Microgrids Are Coming To Vermont

Microgrids are the central feature of a plan to bring new products and services to Vermont residences and businesses.
Published: Wed 10 Sep 2014

Vermont’s largest power company Green Mountain Power (GMP) has partnered with NRG Energy to transform Vermont’s power grid towards a cleaner energy future with distributed energy solutions and energy management products for consumers.

The partnership is part of an effort to establish Rutland as the Energy City of the Future, and is intended ultimately to spread throughout Vermont.

By leveraging NRG’s microgrid capabilities, the two firms aim to transform the distribution grid from a century-old power delivery model to a market-based platform.
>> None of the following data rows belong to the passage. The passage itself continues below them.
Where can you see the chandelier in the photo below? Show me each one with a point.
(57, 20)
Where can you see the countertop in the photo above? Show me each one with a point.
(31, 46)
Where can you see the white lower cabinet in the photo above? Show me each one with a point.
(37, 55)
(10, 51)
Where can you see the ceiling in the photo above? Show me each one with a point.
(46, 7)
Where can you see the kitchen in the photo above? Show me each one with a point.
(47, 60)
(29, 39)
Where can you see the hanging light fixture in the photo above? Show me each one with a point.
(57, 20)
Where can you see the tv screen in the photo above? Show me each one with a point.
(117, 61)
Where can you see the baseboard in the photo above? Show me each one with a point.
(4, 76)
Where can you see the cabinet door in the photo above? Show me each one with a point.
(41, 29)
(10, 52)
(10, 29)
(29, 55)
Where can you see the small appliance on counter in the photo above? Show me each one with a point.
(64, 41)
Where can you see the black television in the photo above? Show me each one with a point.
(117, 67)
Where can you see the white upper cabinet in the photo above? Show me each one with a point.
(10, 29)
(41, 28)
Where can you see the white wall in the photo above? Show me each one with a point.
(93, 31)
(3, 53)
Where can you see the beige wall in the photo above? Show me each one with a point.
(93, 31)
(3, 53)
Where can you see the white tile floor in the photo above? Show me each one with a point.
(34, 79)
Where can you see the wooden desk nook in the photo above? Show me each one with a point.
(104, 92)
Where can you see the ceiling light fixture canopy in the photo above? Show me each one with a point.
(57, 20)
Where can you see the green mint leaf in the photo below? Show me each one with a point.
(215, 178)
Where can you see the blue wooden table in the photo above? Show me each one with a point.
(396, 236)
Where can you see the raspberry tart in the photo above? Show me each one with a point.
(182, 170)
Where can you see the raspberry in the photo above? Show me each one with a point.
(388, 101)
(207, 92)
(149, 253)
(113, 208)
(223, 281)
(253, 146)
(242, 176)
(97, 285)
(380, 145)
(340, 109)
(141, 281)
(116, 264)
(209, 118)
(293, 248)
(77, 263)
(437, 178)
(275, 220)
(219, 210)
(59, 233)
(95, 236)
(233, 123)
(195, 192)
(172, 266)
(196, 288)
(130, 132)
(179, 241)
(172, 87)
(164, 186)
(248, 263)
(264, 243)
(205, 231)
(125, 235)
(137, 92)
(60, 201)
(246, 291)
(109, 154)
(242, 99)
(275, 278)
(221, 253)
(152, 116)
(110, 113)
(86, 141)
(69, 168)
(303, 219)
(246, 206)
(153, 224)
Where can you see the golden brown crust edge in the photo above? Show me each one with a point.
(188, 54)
"Through this partnership, we hope to demonstrate that investing in a 21st century energy eco-system … is more sensible than pouring more investment into the creaky old grid infrastructure from the 20th century," said David Crane, president and CEO of NRG

New energy products and services

The project will offer the following:

Personal energy management: Beginning in 2015, GMP will offer Vermont customers a comprehensive personal energy management solution – a multi-level home control and convenience offering. Subscribing customers will be able to remotely manage energy consumption in their homes to increase comfort and save money. GMP will also offer NRG's web-based technology to provide customers clear insight into their electricity use. Customers may also be able to participate in demand response, in which they voluntarily reduce their use of electricity for specific periods in return for payments or credits on their bill.

NRG Portable Power: GMP will offer NRG’s Portable Power solution enabling customers to charge phones away from home or with a rentable NRG Power Pack.
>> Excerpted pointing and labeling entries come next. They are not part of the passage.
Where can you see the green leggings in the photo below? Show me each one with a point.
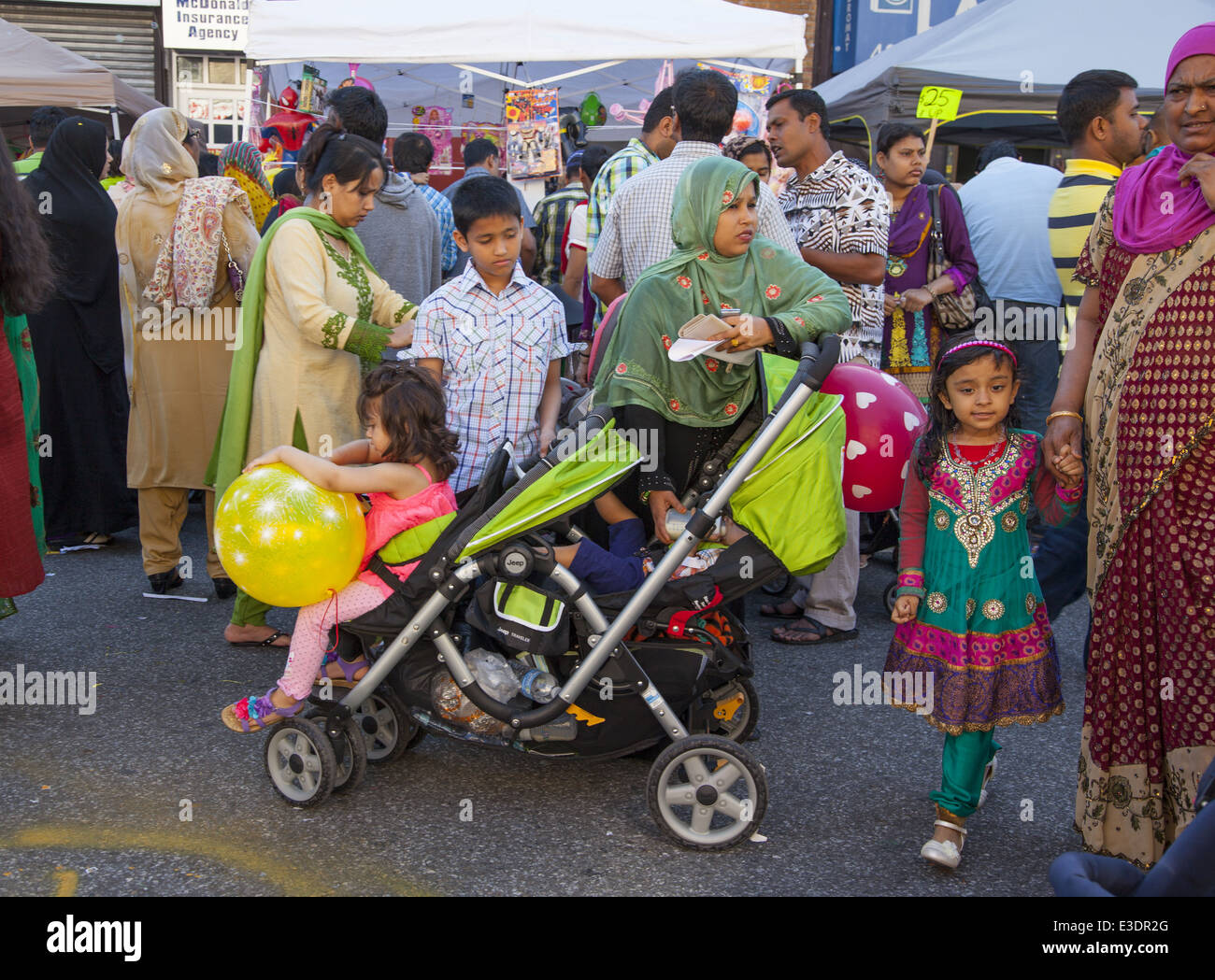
(248, 611)
(961, 770)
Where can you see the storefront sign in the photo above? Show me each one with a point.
(206, 24)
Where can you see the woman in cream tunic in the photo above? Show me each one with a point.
(174, 234)
(314, 310)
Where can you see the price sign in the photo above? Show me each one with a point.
(938, 104)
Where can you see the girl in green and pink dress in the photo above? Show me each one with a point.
(972, 627)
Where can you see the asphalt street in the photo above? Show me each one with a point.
(93, 804)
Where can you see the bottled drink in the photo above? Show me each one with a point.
(565, 729)
(535, 684)
(452, 704)
(493, 675)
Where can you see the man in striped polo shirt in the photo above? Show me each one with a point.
(1098, 114)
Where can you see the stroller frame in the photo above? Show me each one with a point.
(705, 793)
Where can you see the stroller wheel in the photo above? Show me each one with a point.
(350, 750)
(708, 792)
(389, 730)
(736, 711)
(300, 761)
(777, 587)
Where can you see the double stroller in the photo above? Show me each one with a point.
(668, 662)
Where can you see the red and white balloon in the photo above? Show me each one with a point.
(882, 421)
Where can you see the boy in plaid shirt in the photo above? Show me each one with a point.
(493, 336)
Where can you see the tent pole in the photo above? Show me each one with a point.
(932, 136)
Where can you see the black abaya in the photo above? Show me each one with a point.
(78, 341)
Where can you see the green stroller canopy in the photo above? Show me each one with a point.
(793, 499)
(578, 480)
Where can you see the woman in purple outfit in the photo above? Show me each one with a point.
(911, 338)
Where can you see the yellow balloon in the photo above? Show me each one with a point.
(287, 542)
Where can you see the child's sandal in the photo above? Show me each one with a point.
(247, 714)
(349, 668)
(944, 853)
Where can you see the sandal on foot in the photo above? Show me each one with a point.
(777, 610)
(267, 641)
(349, 668)
(814, 628)
(944, 853)
(162, 582)
(250, 714)
(988, 773)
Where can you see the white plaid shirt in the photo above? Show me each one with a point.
(636, 232)
(496, 352)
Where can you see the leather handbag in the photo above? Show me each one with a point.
(952, 311)
(236, 275)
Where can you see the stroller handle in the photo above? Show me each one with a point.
(817, 361)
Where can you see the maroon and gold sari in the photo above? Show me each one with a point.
(1150, 700)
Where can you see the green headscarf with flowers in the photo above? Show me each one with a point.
(765, 280)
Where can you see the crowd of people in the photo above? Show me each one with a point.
(788, 239)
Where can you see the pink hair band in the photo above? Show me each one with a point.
(985, 344)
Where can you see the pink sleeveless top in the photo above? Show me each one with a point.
(389, 517)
Electric vehicle infrastructure: GMP will work with NRG’s eVgo division to develop and roll out an expanded, interconnected network of electric vehicle charging stations throughout the state, including several charging package options. Both “Level 2” and DC Fast Chargers will be installed in commercial and workplace locations.

Community solar power: In 2013, NRG Home Solar (formerly Residential Solar Solutions) built one of the nation’s first third party financed community solar arrays in Rutland. This array provides 50 residents and businesses a credit on their GMP bill for their portion of the solar energy produced by the array. Customers pay a small monthly fee and are covered by a power production guarantee. NRG is currently working on additional projects in Vermont as part of the partnership with GMP.

Micro-power: GMP is working with NRG to offer micro generation solutions, including NRG’s Beacon 10. These units generate up to 10kW of electricity, provide heat for water and space heating, and offer battery storage and solar integration capability with onsite solar systems.

“This partnership is a really big deal for our customers and for Vermont," said GMP president and CEO, Mary Powell. "Our customers consistently tell us they want tools to save money and move to renewable energy sources, and we can show the rest of the country how to get there. This is what our energy future looks like."

Investing in microgids and facing climate change

Vermont joins a growing number of northeast states investing in microgrid and other technologies to enhance the resiliency of the grid and move to cleaner energy supply. [Engerati- Community Microgrids Coming To New York]

“As governor, I am strongly committed to ensuring that Vermont faces climate change head on,” said Governor Peter Shumlin. “That means investing in local renewables like solar and wind. It means using the latest energy storage technologies that give our communities greater energy independence. It means showing the rest of the country how a small state like ours can have a big impact on our energy future."